The International Renewable Energy Agency (IRENA) has just published its 2015 Annual Review on “Renewable Energy and Jobs” and estimates that globally renewable energy jobs (excluding large hydropower) reached approximately 7.7 million in 2014.
Renewable Energy Employment in Selected Countries
The graphic above illustrates that familiar suspects can be found among the world’s leading countries for renewable energy employment: China, Brazil, the US, and Germany. What, however, may come as a positive surprise is the emergence of countries such as India and Bangladesh. This may partly be explained by policymakers in those countries understanding the value of distributed solar PV for tackling still widespread energy poverty in their countries.
Conversely, it is disappointing to see that renewable energy-related employment remains comparatively low on the African continent, the Middle East as well as Australia – prima facie, all locations suitable for a reasonable expansion of at least solar PV. In this respect, the IRENA report points to the fact that “renewable energy employment continues to be shaped by an array of supportive industrial and trade policies.” Consequently, a lack thereof helps to explain subpar growth vis-à-vis other energy sources in those countries.
The next graphic shows renewable energy employment by technology. Globally, solar PV installations are clearly in the lead and responsible – directly and/or indirectly – for the creation of “2.5 million jobs, of which two-thirds were in China”. The report also notes that while “falling prices for solar photovoltaic (PV) and wind equipment globally posed a challenge for manufacturers in some markets, thus affecting jobs, (…) [on balance] accelerated solar PV installation and expanded operations and maintenance spurred job growth [in other markets].” Interestingly, the “manufacturing of solar PV panels moved decisively from Europe and North America to Asia”, according to the report.
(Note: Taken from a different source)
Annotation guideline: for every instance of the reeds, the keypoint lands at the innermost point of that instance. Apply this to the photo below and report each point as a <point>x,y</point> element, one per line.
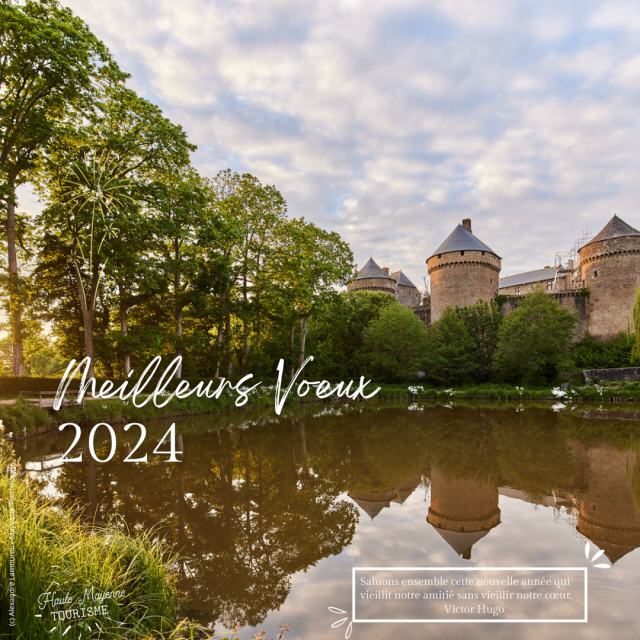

Renewable Energy Employment by Technology
Now, with respect to the US it is noteworthy that growth in solar installations drives job creation. The report cites a total of 173,800 US ‘solar’ jobs in 2014 in addition to US wind energy employment estimates in the range of 73,000 in 2014. Moreover, as (liquid) biofuels are globally the second largest employer with almost 1.8 million jobs. The US is a major biofuels producer and the report cites total US ethanol employment of about 232,600 in 2014. This is only slightly less than US wind and solar employment in 2014 together.
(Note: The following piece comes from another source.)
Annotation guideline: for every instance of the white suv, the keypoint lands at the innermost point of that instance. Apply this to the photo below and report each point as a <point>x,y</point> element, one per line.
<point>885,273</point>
In this context, the EIA recently offered the following insight: “In 2014, U.S. fuel ethanol production reached 14.3 billion gallons of ethanol fuel, the highest level ever. The growth in U.S. fuel ethanol production has outpaced growth in corn consumed as feedstock – as the industry has grown, it has become more efficient, using fewer bushels of corn to produce a gallon of ethanol.”
It seems somewhat shortsighted to slap the ‘renewable’ label on biofuels production and hail efficiency gains while ignoring both the sheer area of arable land utilized for ethanol production – i.e. in place of food crops – and the required substantial water and petroleum inputs.